Sweet Dreams Boxed Set

She let out a pent-up breath. “Sorry. I totally overreacted.”


“Is everything all right.”

She glanced into the lobby. Blackwood’s receptionist stood at the front desk, talking to the desk officer. What was she doing here?

“Michaela?”

She realized he was waiting for her answer. “Everything’s good. Sorry, Hank, but I’ve got to go.”

She hung up and crossed to the receptionist. “Pam,” she said, “this is a surprise.”

The woman turned. She burst into tears.

Micki led her to a bank of chairs. “What’s wrong?”

“Dr. Blackwood, she—” Pam drew a shaky breath “—she fired me. For talking to you.”

Micki frowned. “She called me just a few minutes ago and didn’t say anything about firing you. In fact, she gave me the impression you told her we’d talked.”

Pam shook her head, wiped her cheeks. “She’d looked at the overnight surveillance tapes. I didn’t know she did that and…I lied.”

“Slow down. Tell me exactly what happened.”

Pam nodded, took a deep breath. “She was already there when I arrived this morning. She was in one of her moods. Angry sounding. Sort of confrontational.”

“This wasn’t the first time you’d come in to find her that way?”

“No.” She wrung her hands. “It’s not every day, but once a week. I hate it when she gets like that.”

“Go on.”

“She point-blank asked me if I’d talked to you.”

“And you lied.”

“Yes.” She hung her head. “I hate myself for it.”

“Why didn’t you just tell her the truth?” Mickie asked. “You didn’t do anything wrong.”

“I knew she wouldn’t like it. She was already in a mood and I…I didn’t want to deal with it.”

“I’m sorry, Pam,” she said softly. “But you do realize what she did, right? She set a trap for you. Do you really want to work for a person like that?”

“Easy for you to ask.”

“True. But I saw how nervous she made you. How uncomfortable.”

“She’s mean. To the bone mean. She knew how much I needed the job and enjoyed firing me. I saw it in her eyes.” Pam balled her hands into fists. Gleeful, that’s what she was.”

“You’ll get another job.”

Her shoulders slumped. “Not like that. Not one that pays so much.”

“You were overpaid?”

She nodded and fished a tissue out of her purse. “A position, with my skills and experience…anywhere else I’d make half what she offered.”

“Why do you think she did that, Pam?”

She looked startled by the question, as if she had never considered it before. “I don’t know, I was just so thankful.”

“So thankful you never questioned it or anything else about the job? She bought your loyalty, Pam.”

“She said she couldn’t have an employee she didn’t trust.” Bright spots of color bloomed in her cheeks. “Then she smiled.”

“What else can you tell me about Bitty Vanderlund and Cherry Chablis?”

“Nothing more than what I have already told you! That’s what’s so stupid. Why did she even care if I talked to you? Nothing I could say would have incriminated her.”

“Let’s be certain of that.” Micki leaned toward her and lowered her voice. “Could she have somehow orchestrated the murders?”

“You’re serious?”

“I am.”

Pam hesitated, as if to focus. “Would she have if there’d been a way?

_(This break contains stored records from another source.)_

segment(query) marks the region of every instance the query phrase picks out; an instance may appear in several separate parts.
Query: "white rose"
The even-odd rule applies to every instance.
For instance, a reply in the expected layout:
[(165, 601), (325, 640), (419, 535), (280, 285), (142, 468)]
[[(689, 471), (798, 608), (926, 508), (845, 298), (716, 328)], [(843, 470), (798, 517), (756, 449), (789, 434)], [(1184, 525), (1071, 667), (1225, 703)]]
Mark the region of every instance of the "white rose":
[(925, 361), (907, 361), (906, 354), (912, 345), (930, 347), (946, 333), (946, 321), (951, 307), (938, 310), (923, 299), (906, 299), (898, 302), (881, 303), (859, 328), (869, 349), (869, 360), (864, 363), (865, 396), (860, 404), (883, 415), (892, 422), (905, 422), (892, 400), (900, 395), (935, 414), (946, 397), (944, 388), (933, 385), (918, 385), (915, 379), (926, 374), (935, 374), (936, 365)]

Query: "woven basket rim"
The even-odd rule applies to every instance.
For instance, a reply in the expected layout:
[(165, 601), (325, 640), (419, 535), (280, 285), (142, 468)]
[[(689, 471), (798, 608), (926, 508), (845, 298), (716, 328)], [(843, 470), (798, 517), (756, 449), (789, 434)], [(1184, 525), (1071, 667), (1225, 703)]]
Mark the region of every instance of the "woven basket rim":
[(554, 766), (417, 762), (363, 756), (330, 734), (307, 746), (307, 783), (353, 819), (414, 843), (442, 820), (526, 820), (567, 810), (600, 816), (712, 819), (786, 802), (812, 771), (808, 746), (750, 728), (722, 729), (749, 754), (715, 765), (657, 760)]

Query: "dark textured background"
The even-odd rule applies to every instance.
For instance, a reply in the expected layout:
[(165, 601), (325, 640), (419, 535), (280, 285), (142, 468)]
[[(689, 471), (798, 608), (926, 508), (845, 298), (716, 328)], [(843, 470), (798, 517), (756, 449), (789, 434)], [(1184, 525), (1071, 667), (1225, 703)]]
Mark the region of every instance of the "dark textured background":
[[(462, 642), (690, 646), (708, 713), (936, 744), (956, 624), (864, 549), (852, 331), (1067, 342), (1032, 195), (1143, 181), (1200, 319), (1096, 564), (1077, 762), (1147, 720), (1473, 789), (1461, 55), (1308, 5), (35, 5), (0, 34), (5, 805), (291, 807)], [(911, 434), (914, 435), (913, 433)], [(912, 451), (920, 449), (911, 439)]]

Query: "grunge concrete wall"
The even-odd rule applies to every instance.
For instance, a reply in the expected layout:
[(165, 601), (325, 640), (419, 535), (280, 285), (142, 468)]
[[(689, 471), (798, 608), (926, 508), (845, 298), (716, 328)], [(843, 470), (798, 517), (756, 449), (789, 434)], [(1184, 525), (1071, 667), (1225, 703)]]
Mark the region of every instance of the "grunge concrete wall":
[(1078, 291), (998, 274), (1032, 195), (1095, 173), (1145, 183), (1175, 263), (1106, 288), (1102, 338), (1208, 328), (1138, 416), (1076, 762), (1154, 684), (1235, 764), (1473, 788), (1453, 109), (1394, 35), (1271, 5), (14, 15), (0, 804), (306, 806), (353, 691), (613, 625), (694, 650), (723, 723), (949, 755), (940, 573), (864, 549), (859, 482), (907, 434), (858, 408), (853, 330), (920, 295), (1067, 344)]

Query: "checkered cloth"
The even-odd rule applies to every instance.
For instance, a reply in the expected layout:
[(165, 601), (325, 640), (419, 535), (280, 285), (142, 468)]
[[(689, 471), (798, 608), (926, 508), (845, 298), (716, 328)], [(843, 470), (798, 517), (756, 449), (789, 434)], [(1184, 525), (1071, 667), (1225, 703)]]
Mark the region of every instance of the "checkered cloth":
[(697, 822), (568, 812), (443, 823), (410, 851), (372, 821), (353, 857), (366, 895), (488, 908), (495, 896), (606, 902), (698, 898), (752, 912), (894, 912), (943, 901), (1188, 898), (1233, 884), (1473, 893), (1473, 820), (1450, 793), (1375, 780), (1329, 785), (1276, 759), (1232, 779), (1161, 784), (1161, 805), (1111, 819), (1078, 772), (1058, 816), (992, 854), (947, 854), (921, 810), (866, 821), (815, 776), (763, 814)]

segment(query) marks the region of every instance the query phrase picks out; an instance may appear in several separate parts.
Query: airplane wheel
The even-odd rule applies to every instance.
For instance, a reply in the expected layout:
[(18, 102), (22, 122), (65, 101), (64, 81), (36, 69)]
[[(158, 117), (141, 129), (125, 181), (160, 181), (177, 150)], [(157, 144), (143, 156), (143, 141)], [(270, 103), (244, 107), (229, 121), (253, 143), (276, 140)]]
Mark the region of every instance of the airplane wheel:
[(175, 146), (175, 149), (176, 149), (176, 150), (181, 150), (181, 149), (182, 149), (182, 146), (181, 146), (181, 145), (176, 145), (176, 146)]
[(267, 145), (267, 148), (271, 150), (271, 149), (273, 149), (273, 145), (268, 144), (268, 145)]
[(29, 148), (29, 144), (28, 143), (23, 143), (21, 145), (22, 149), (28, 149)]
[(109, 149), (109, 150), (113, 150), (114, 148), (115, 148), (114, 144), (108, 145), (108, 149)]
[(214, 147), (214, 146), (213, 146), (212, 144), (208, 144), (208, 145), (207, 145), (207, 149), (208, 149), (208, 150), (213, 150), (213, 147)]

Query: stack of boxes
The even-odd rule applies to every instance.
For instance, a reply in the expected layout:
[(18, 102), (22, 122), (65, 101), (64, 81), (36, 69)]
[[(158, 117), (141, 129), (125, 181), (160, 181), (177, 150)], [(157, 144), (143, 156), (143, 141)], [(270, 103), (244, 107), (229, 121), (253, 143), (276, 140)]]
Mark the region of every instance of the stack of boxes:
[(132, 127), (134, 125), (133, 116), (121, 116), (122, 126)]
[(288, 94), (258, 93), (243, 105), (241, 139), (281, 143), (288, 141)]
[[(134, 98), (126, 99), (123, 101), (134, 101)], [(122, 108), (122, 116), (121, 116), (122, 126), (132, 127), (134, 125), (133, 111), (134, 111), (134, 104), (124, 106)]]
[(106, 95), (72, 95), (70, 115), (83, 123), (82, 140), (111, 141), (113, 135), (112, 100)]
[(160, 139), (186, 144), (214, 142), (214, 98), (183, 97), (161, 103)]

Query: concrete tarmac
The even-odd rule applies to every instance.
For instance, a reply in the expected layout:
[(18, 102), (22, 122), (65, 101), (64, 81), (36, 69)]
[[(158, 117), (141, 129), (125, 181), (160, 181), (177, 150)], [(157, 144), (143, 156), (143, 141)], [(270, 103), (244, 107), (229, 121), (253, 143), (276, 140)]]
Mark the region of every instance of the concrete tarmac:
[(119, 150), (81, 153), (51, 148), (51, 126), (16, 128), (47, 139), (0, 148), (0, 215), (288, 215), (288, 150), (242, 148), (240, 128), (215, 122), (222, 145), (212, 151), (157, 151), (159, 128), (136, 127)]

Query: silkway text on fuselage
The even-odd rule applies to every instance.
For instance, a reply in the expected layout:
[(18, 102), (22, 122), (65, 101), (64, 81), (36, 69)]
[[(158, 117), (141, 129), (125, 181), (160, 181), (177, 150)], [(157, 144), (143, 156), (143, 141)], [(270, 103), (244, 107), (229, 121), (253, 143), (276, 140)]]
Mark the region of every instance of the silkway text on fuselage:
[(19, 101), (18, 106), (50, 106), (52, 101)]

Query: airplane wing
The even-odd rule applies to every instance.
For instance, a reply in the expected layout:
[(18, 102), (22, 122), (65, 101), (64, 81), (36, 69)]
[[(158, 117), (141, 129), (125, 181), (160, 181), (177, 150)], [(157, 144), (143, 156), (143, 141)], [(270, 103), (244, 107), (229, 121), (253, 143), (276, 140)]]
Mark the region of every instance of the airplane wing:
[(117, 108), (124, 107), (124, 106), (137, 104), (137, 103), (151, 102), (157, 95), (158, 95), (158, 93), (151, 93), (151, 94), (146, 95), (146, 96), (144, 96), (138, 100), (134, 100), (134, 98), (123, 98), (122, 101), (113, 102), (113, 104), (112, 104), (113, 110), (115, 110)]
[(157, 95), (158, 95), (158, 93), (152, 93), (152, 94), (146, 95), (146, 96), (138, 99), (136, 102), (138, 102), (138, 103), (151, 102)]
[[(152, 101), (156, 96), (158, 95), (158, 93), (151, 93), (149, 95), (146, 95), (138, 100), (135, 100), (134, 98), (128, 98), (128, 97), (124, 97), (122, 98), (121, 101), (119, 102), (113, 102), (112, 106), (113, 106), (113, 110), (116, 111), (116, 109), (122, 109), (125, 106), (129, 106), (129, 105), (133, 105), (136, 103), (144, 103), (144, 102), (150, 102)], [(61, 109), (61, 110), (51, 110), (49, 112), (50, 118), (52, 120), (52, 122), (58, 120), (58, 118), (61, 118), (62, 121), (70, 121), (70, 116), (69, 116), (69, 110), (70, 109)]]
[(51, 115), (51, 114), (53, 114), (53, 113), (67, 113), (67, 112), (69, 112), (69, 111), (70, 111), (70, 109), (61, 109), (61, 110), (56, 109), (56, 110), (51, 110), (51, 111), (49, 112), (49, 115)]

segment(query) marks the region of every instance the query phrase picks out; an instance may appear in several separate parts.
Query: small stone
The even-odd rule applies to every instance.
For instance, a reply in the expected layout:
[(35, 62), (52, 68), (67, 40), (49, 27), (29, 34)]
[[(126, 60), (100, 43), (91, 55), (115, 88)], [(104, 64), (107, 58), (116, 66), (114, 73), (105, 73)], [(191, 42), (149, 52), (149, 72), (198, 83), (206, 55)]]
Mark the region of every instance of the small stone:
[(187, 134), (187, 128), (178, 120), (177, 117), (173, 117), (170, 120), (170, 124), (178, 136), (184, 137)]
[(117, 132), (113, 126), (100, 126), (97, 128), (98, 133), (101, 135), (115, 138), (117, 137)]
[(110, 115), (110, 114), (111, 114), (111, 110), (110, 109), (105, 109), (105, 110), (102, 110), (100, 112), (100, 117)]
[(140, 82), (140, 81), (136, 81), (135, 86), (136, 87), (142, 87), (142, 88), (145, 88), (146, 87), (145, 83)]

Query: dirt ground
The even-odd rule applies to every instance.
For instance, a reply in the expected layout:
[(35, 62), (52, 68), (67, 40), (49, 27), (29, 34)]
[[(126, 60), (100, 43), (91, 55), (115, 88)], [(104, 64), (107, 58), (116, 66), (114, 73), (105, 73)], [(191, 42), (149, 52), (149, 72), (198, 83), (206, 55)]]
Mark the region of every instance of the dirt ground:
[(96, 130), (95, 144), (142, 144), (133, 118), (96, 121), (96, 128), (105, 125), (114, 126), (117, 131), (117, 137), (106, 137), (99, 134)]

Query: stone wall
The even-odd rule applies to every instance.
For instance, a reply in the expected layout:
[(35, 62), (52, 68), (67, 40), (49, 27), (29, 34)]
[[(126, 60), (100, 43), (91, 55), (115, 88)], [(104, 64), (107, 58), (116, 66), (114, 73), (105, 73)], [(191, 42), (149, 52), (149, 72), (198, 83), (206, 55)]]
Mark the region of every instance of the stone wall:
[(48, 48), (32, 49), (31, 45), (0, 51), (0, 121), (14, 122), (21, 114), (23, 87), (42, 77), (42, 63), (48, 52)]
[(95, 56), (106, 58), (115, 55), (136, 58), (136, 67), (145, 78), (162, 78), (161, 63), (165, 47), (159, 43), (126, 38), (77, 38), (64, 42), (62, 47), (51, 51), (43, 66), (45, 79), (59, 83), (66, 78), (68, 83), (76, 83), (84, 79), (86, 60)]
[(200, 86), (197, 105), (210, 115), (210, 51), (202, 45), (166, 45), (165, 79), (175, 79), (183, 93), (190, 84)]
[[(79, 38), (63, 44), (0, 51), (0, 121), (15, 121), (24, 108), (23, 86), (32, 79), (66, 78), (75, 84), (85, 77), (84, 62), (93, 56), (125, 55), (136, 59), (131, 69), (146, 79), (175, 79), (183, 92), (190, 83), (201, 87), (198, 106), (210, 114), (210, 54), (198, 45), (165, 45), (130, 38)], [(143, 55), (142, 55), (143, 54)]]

Yeah, she would’ve. Absolutely. Just for fun. But how?”

Angry. Lashing out at her former employer. Hardly a reliable witness.

But all she had.

“That day my partner and I were interviewing Dr. Blackwood, I asked if she practiced hypnotherapy and she said no. I saw your face; you knew she was lying.”

“Yes.” She looked down at her hands, then back up at Micki. “I didn’t know what to do.”

“Why do you think she did that?”

Pam frowned. “Maybe she was hiding something?”

“Exactly what I think. She ever talk to you about what she does? About therapy in general or hypnotherapy in particular?”

“Some. She once told me that in the wrong hands hypnosis could be a dangerous thing. Something like, she could just as easily instill anxiety and fear in a person as alleviate it.”

Micki made a note and Pam went on. “She started quoting cases of ritualistic abuse in children and hypnosis being used to manipulate the mind of the abused. It creeped me out so much I almost quit then.” She looked down at her hands. “I wish I had.”

“But you didn’t. Because of the money.”

She inclined her head. “I think she got off on watching me squirm. I even told her I had kids and didn’t want to hear anymore, but she didn’t stop.”

Pam shuddered and rubbed her arms. “I was never so happy to get out of anywhere. I felt like I needed a bath, it was that icky.”

“Many therapists record their sessions with patients. Does she?”

“I don’t know. She takes notes, but transcribes them herself because of patient privacy laws.”